You may or may not be aware that the United Nations (UN) announced that from January 2021 till 2030 there will be a decade of ocean science for sustainable development. This means for the next ten years governments, policymakers and communities worldwide will focus on education and raising awareness of ocean science and changing the way they carry out policymaking, to effectively restore and preserve the health of the ocean.
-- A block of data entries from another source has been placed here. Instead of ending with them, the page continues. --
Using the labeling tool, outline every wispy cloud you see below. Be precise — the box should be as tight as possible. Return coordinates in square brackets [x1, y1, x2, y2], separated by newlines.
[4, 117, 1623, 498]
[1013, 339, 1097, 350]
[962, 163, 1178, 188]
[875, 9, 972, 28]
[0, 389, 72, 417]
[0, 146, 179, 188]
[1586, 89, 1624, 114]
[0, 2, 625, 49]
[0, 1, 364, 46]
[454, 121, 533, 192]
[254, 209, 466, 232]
“Coral reefs in Panglao, Philippines” (both) - photos by Ruth Spence
Why ocean science?
The state of the ocean is rapidly declining, for instance, 8 million tons of marine debris is ending up in the oceans yearly and ocean temperatures are increasing 24% faster than a few decades ago. Impacts like these are a major threat because the ocean is the largest ecosystem on the planet; it covers 71% of the Earth’s surface and holds 90% of habitable space. The ocean reaches an average depth of 3,688 meters, and 103 million square miles of the deep sea is in perpetual darkness. The vast size and depth of the ocean contribute to the large gaps in our knowledge. For instance, the deepest parts of the ocean have only been explored by 3 people and only 5% of the ocean seafloor have been mapped in high resolution. This means there could be around 1 million marine species that have not been discovered yet! Alongside this, there is a lack of basic knowledge for 99% of habitable marine areas, meaning the management in place could be insufficient or misguided. The correct management of marine habitats is essential for conservation, and as of December 2020, there are 5,652 marine species with populations that are threatened. To effectively restore and maintain the ocean and it’s species, we need to fill these knowledge gaps, which is something the decade of ocean science could achieve!
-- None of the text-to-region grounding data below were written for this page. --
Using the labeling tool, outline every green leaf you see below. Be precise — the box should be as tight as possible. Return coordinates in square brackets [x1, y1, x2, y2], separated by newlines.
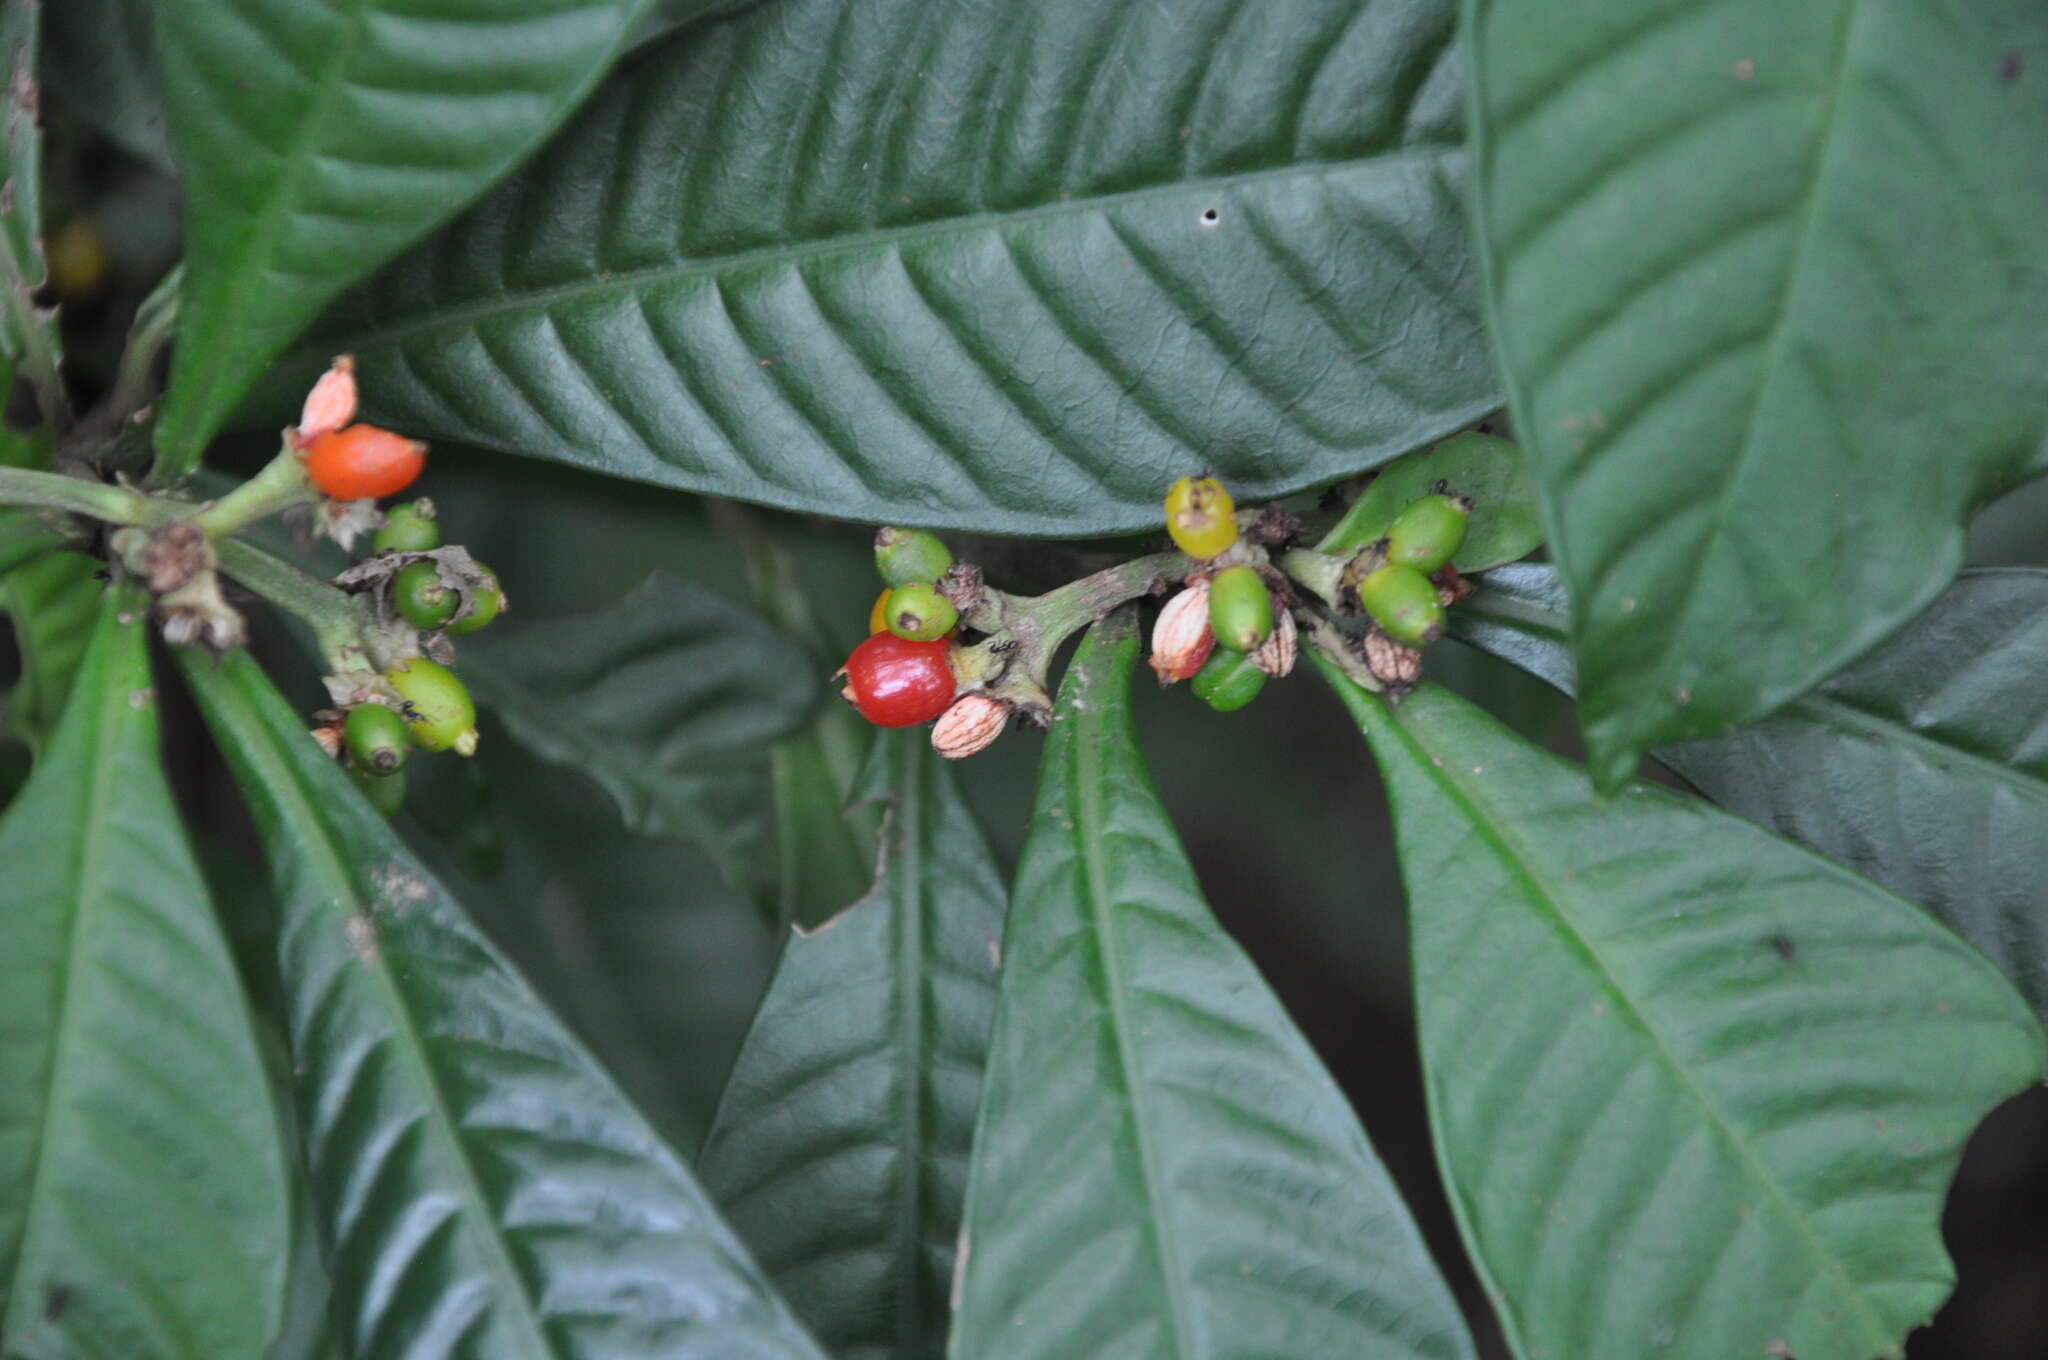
[951, 610, 1475, 1360]
[1317, 429, 1542, 567]
[152, 0, 674, 475]
[457, 572, 819, 893]
[3, 551, 108, 753]
[1326, 671, 2045, 1360]
[700, 729, 1006, 1358]
[1465, 0, 2048, 790]
[0, 590, 290, 1357]
[176, 646, 827, 1359]
[46, 0, 173, 173]
[1457, 562, 2048, 1029]
[0, 512, 62, 579]
[259, 0, 1495, 535]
Not only is the restoration and protection of the ocean essential for marine species, but humans also rely on the ocean’s ecosystems, services and goods. The ocean plays an integral part in communities’ lives - it provides food for 3.1 billion people, creates jobs and helps to transport goods across the world. Currently, ocean policymaking is top-down, meaning coastal communities are often left out of decision making that could directly affect their lives and livelihoods. Often coastal communities know their local area better than anyone, so removing them from the conservations means we are missing out on their expertise. This can be detrimental to finding effective solutions for both environmental and social issues. The decade of ocean science could help to create a dialogue between policymakers and coastal communities.
The goals of the decade
One of the core objectives of the decade is to improve scientific knowledge through education and awareness of ocean science to a broader segment of society, with a particular focus on SIDS and LDCs (Small Island Developing States and the Least Developed Countries). Additionally, they want to create communication and mutual learning between policymakers and communities globally. Allowing communities to be part of the conversation and decision-making will mean their needs and local expertise can be used to facilitate effective science and policymaking. Ultimately, the decade will mean the coordination and consolidation of observations and scientific research to protect the ocean and its resources.
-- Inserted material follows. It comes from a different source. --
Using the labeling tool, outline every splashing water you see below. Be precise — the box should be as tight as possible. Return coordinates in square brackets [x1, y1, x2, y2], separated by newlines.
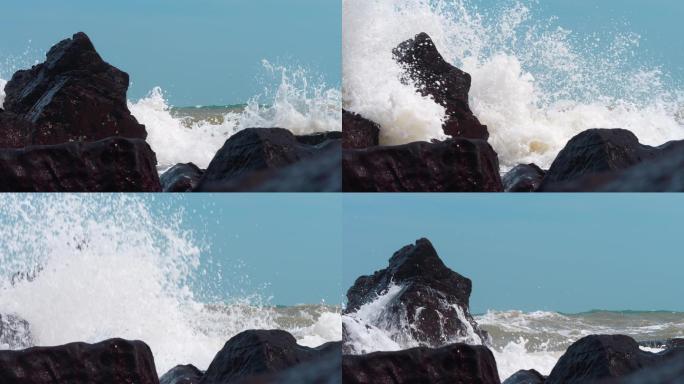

The UN has listed seven outcomes that they want to achieve for the decade, which are:
A clean ocean - This puts focus on identifying sources of ocean pollution and removing them, which may involve changes in coastal zone and waste management.
A healthy and resilient ocean - This highlights the need for marine ecosystems to be mapped and protected, which could lead to the establishments of more marine protected areas to help restore and protect biodiversity.
A predicted ocean - This goal will be achieved through science-based research and the sharing of information, so societies will be more informed and help them to understand current and future ocean conditions.
A safe ocean - This is focussing on the protection of coastal communities’ lives and livelihoods from ocean hazards such as rising sea level and stronger storms, the frequency of which is linked to climate change.
A sustainably harvested and productive ocean - This is ensuring the protection of food supply for coastal and global communities, by using science-based research to inform fisheries management to develop a more sustainable system, that benefits both humans and the ocean.
A transparent ocean - This will allow people to have open access to data, information and technologies, which will allow them to be better informed on the health of the ocean.
An inspiring and engaging ocean - This will mean sharing information and working with coastal communities to inform sustainable development. Educating and raising awareness within societies will help to change humanity’s relationship with the ocean and inspire people to help protect the ocean.
“Citizen Science being carried out in Panglao, Philippines” - Photo by Ruth Spence
How does Plover Rovers fit in?
Here at Plover Rovers, we are focussed on improving marine conservation by increasing peoples Ocean Literacy to make marine science more accessible to a broad segment of society. Our aim of creating an active dialogue between scientists and local communities to enable effective conservation aligns perfectly with that of the decade’s goals.
We hope to achieve our aim by:
Creating an active dialogue between scientists and members of the coastal communities to discuss scientific topics and to learn from each other.
Collaborating with artists to create a more immersive and emotional connection with ocean science.
Collaborating with local organisations to increase local engagement in ocean science and create locally active community groups.
Using local peoples stories to explore and understand their connection with the seas and their future concerns.
What part can you play?
Communicating and sharing information about ocean science is the real driving force for this decade! That could include volunteering with a marine charity or reading articles and blog posts. Sharing what you already know and what you’ve learnt about ocean science with friends and family will help to achieve one of the decades main goals. So, engage with science that you see and share it with people to raise awareness and to help achieve “the ocean we need for the future we want”.